Note: This piece is a response to an essay by Haviv Rettig Gur, which can be found here

Israel’s current political crisis exemplifies the maxim that hard cases make bad law. This case is desperate. Six months after the coronavirus erupted and nine months after the fiscal year began, Israel still lacks both a functioning contact-tracing system and an approved 2020 budget, mainly because Prime Minister Benjamin Netanyahu is more worried about politics than the domestic problems that Israel now confronts. The government’s failure to perform these basic tasks obviously invites the conclusion that civil servants’ far-reaching powers must not only be preserved, but perhaps even increased.

This would be the wrong conclusion. Bureaucrats, especially when they have great power, are vulnerable to the same ills as elected politicians. But unlike politicians, they are completely unaccountable to the public.

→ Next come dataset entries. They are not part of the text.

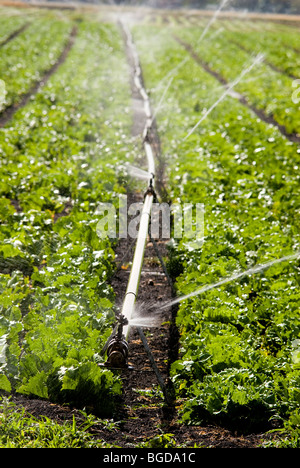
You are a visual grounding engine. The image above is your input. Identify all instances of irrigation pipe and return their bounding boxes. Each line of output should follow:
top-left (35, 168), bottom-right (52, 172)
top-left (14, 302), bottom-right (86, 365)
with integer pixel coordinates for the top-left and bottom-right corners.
top-left (117, 23), bottom-right (155, 340)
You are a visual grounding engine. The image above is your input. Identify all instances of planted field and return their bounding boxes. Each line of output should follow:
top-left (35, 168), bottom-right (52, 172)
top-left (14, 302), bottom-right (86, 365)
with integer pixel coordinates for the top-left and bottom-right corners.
top-left (0, 4), bottom-right (300, 447)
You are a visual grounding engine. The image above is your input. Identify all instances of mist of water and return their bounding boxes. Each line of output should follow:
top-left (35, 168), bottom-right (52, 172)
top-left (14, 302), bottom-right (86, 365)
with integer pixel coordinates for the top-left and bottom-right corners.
top-left (159, 250), bottom-right (300, 310)
top-left (151, 0), bottom-right (231, 101)
top-left (183, 54), bottom-right (264, 141)
top-left (125, 164), bottom-right (152, 180)
top-left (129, 302), bottom-right (167, 328)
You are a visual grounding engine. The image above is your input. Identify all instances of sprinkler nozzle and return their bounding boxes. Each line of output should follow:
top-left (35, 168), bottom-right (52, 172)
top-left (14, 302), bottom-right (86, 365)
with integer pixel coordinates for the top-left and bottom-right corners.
top-left (105, 315), bottom-right (128, 369)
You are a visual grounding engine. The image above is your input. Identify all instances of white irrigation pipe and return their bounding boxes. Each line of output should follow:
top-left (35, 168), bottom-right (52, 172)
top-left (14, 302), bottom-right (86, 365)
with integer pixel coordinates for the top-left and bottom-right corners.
top-left (121, 24), bottom-right (155, 340)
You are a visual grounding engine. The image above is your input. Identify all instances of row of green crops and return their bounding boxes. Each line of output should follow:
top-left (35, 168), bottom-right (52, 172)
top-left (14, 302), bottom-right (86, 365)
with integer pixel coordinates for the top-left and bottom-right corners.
top-left (134, 22), bottom-right (300, 432)
top-left (0, 14), bottom-right (134, 415)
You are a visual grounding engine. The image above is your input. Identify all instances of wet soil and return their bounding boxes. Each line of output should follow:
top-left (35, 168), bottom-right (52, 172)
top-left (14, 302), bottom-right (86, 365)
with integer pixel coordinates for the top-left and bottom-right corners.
top-left (0, 24), bottom-right (77, 127)
top-left (0, 11), bottom-right (270, 449)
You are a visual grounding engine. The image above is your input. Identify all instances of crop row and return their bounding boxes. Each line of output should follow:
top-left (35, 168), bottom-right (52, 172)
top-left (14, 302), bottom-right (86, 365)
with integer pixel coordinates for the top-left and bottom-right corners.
top-left (0, 19), bottom-right (133, 414)
top-left (134, 27), bottom-right (300, 432)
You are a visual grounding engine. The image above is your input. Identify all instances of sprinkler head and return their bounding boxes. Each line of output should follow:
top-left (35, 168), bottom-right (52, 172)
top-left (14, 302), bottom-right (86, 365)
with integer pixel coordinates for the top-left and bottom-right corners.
top-left (105, 315), bottom-right (128, 369)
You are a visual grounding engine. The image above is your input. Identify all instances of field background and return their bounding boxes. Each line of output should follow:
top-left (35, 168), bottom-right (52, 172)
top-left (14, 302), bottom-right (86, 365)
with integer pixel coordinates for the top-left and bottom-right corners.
top-left (0, 2), bottom-right (300, 448)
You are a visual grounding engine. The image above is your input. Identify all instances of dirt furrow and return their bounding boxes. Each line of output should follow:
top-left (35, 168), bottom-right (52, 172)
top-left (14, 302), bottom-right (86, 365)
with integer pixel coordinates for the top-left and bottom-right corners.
top-left (174, 36), bottom-right (300, 143)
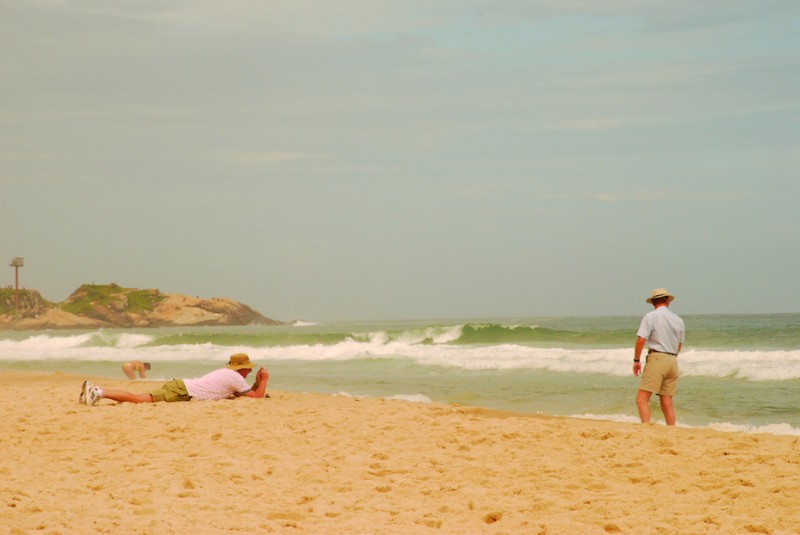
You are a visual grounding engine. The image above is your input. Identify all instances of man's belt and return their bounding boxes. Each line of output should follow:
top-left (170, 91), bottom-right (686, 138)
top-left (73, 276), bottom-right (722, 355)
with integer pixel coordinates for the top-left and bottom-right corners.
top-left (647, 349), bottom-right (678, 357)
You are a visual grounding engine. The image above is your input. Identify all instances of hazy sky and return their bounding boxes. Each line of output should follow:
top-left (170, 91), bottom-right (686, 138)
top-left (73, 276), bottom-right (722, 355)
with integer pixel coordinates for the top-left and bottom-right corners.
top-left (0, 0), bottom-right (800, 320)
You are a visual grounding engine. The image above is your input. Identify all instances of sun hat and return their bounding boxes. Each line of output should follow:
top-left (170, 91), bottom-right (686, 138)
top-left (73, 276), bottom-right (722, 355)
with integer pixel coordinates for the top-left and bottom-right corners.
top-left (645, 288), bottom-right (675, 305)
top-left (225, 353), bottom-right (255, 370)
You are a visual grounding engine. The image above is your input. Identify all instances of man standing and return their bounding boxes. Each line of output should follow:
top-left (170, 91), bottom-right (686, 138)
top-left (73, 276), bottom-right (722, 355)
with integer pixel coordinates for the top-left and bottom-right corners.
top-left (633, 288), bottom-right (685, 425)
top-left (79, 353), bottom-right (269, 405)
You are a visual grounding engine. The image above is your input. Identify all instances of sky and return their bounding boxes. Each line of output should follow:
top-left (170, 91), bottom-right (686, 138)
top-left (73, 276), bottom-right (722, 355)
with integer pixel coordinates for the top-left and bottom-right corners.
top-left (0, 0), bottom-right (800, 321)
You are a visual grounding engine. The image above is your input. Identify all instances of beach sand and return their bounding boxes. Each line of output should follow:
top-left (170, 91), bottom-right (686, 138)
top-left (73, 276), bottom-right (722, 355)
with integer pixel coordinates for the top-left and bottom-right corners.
top-left (0, 372), bottom-right (800, 534)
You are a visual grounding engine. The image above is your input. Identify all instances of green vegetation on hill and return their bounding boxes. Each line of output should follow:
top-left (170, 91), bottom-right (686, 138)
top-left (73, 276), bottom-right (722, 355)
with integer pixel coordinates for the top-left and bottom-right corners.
top-left (0, 288), bottom-right (53, 314)
top-left (61, 283), bottom-right (164, 317)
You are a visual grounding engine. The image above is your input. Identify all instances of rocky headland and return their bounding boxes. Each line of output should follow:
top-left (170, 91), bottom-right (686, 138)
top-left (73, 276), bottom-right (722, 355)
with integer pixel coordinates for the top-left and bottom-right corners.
top-left (0, 284), bottom-right (283, 330)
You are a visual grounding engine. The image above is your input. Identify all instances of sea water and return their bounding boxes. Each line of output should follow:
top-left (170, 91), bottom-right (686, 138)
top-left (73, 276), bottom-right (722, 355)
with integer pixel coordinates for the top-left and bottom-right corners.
top-left (0, 314), bottom-right (800, 435)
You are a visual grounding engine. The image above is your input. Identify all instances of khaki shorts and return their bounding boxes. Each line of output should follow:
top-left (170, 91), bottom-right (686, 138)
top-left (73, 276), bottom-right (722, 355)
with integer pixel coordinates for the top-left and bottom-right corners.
top-left (639, 353), bottom-right (678, 396)
top-left (150, 379), bottom-right (192, 403)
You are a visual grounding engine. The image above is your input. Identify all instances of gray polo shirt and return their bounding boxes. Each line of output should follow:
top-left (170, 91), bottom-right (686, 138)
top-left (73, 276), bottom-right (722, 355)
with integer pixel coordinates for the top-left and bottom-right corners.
top-left (636, 306), bottom-right (685, 355)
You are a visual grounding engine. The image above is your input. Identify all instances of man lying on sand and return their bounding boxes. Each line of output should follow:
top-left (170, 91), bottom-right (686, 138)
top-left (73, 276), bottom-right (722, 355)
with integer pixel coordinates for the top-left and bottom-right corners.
top-left (79, 353), bottom-right (269, 405)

That doesn’t mean Haviv Rettig Gur is wrong to deem them indispensable. They provide institutional memory, flesh out elected officials’ policies, and supply information the politicians may not know and options they may not have considered. Yet the current crisis shows in several ways why they neither can nor should substitute for elected politicians.

First, bureaucrats are no less prone to poor judgment than politicians. As evidence, consider Siegal Sadetzki, part of the Netanyahu-led triumvirate that ran Israel’s initial response to the coronavirus. It’s unsurprising that Gur never mentioned Sadetzki even as he lauded the triumvirate’s third member, former Health Ministry Director General Moshe Bar Siman-Tov; she and her fellow Health Ministry staffers are a major reason why Israel still lacks a functional test-and-trace system.

Sadetzki, an epidemiologist, was the ministry’s director of public-health services and the only member of the triumvirate with professional expertise in epidemics (Bar Siman-Tov is an economist). As such, her input was crucial. Yet she adamantly opposed expanding virus testing, even publicly asserting that “Too much testing will increase complacence.” She opposed letting organizations outside the public-health system do lab work for coronavirus tests, even though the system was overwhelmed. She opposed sewage monitoring to track the spread of the virus. And on, and on.

Moreover, even after acknowledging that test-and-trace was necessary, ministry bureaucrats insisted for months that their ministry do the tracing despite its glaringly inadequate manpower. Only in August was the job finally given to the army, which does have the requisite personnel. And the system still isn’t fully operational.